Protein engineering is already having a profound effect on healthcare, materials and agriculture. However, there is a need for engineering biology to scale further to address issues such as sustainability, food availability, and emerging health threats. The potential for engineering biology is dependent on access to fast, accurate gene-length DNA that will accelerate the pace of innovation by optimizing development and production timelines.

References

  1. Rosing, J., Influence of Protein Engineering in Biotechnology and Medicine. Transcriptomics, 9 (2023).  
  2. Callaway, E., AI tools are designing entirely new proteins that could transform medicine. Nature (2023).  
  3. Ebrahimi S. & Samanta D., Engineering protein-based therapeutics through structural and chemical design. Nature Communications, 14, 2411 (2023).  
  4. Otto E. et al., Rapid growth in biopharma: Challenges and opportunities. (McKinsey Global Institute 2014).  
  5. Biologics Market to Experience Substantial Growth of USD 596.65 Billion by 2029, Size, Share, Trends, Key Drivers, Growth and Opportunity Analysis (Data Bridge Market Research 2023).  
  6. Wright, R. et al., Protein engineering and plants: the evolution of sustainable agriculture. The Biochemist 45, (2023).  

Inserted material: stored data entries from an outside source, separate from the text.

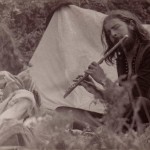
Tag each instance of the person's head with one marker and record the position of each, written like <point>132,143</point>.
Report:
<point>120,23</point>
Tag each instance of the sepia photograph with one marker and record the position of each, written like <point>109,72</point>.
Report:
<point>74,74</point>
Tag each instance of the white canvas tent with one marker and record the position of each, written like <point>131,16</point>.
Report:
<point>70,43</point>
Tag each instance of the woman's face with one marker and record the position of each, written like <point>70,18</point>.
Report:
<point>117,29</point>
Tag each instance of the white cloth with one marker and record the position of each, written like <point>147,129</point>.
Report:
<point>70,43</point>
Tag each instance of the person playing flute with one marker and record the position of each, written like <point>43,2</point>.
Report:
<point>132,59</point>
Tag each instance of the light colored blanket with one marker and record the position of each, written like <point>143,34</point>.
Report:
<point>70,43</point>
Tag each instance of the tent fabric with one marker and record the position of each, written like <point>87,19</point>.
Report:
<point>70,43</point>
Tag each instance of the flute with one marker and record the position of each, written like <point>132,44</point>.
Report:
<point>73,86</point>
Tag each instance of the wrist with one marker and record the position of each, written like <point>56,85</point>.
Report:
<point>103,81</point>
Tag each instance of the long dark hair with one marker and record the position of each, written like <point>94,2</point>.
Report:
<point>10,58</point>
<point>140,32</point>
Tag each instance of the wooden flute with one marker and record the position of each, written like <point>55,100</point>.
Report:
<point>73,86</point>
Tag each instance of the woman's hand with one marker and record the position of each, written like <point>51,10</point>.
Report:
<point>88,84</point>
<point>96,72</point>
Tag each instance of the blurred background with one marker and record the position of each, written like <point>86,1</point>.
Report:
<point>26,19</point>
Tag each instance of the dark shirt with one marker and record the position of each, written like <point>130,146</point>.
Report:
<point>140,67</point>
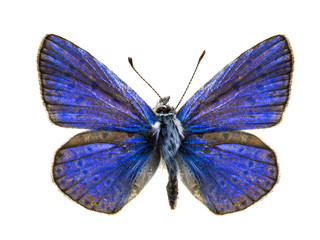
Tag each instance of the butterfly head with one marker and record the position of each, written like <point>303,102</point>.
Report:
<point>162,108</point>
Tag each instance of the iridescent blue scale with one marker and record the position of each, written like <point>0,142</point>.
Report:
<point>104,168</point>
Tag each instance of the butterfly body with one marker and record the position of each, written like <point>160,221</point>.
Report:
<point>169,135</point>
<point>104,168</point>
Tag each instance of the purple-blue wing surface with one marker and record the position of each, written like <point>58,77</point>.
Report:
<point>227,171</point>
<point>81,92</point>
<point>251,92</point>
<point>103,170</point>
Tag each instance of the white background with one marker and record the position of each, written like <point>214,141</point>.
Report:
<point>165,39</point>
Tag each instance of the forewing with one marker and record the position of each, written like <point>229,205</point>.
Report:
<point>81,92</point>
<point>251,92</point>
<point>102,170</point>
<point>227,171</point>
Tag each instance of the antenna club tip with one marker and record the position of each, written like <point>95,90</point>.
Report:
<point>203,53</point>
<point>130,61</point>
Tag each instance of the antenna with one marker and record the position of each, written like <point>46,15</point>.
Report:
<point>200,58</point>
<point>131,63</point>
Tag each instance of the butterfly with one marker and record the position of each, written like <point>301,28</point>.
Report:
<point>104,168</point>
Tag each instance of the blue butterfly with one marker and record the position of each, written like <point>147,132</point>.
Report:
<point>104,168</point>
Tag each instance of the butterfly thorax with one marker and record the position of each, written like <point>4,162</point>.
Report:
<point>168,133</point>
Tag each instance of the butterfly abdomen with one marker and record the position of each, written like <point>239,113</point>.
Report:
<point>169,140</point>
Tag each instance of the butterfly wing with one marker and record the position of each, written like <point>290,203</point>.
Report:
<point>251,92</point>
<point>103,170</point>
<point>81,92</point>
<point>227,171</point>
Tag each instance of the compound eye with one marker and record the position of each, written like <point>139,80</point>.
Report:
<point>161,109</point>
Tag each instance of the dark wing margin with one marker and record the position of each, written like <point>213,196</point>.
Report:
<point>81,92</point>
<point>227,171</point>
<point>103,171</point>
<point>251,92</point>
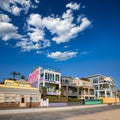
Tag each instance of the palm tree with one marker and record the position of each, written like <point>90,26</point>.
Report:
<point>22,77</point>
<point>15,74</point>
<point>81,89</point>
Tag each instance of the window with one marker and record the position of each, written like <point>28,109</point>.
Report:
<point>46,76</point>
<point>22,100</point>
<point>95,80</point>
<point>9,84</point>
<point>57,77</point>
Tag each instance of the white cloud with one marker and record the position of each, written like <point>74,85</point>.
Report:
<point>37,1</point>
<point>66,46</point>
<point>15,6</point>
<point>61,56</point>
<point>7,30</point>
<point>16,10</point>
<point>73,6</point>
<point>27,45</point>
<point>62,29</point>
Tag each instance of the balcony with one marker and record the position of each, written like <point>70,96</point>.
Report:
<point>55,92</point>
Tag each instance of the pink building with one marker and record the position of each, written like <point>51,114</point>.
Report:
<point>48,78</point>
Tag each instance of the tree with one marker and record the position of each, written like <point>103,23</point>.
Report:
<point>118,95</point>
<point>81,89</point>
<point>44,92</point>
<point>13,74</point>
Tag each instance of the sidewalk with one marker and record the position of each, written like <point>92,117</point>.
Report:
<point>48,109</point>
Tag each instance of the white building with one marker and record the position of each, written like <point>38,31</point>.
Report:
<point>47,78</point>
<point>104,86</point>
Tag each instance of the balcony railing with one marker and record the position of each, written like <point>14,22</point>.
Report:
<point>55,92</point>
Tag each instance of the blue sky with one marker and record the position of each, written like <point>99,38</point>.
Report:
<point>77,37</point>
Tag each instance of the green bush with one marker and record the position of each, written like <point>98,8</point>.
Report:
<point>74,100</point>
<point>56,99</point>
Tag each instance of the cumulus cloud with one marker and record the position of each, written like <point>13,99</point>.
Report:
<point>62,29</point>
<point>27,45</point>
<point>84,53</point>
<point>15,6</point>
<point>7,30</point>
<point>61,56</point>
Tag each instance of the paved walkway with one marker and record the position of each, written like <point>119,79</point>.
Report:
<point>47,109</point>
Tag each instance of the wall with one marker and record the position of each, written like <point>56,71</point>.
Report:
<point>110,100</point>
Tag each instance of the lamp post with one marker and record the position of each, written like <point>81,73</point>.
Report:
<point>115,95</point>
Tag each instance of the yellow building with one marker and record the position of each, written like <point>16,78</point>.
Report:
<point>18,94</point>
<point>87,92</point>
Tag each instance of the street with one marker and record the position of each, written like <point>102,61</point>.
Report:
<point>107,112</point>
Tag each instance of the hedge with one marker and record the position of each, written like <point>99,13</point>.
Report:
<point>55,99</point>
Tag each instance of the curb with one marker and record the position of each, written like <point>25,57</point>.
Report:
<point>35,110</point>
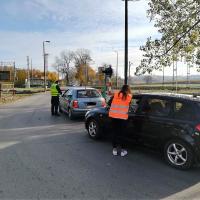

  7. Industrial Biotechnology Market Growth 2022-2030: Rising Concerns About Greenhouse Gas Emission, High Crude Oil Prices, And Low Biofuel Costs (2022).  
  8. Chui, M. et al., The Bio Revolution: Innovations transforming economies, societies, and our lives. (McKinsey Global Institute, 2020).  
  9. Yang, K. et al., Machine-learning-guided directed evolution for protein engineering. Nature Methods, 16, 687-694 (2019).  
  10. Eisenstein M., AI-enhanced protein design makes proteins that have never existed. Nature Biotechnology, 41, 303-305 (2023).  
  11. Casini, A. et al. A Pressure Test to Make 10 Molecules in 90 Days: External Evaluation of Methods to Engineer Biology. Journal of the American Chemical Society, 140, 4302-4316 (2018).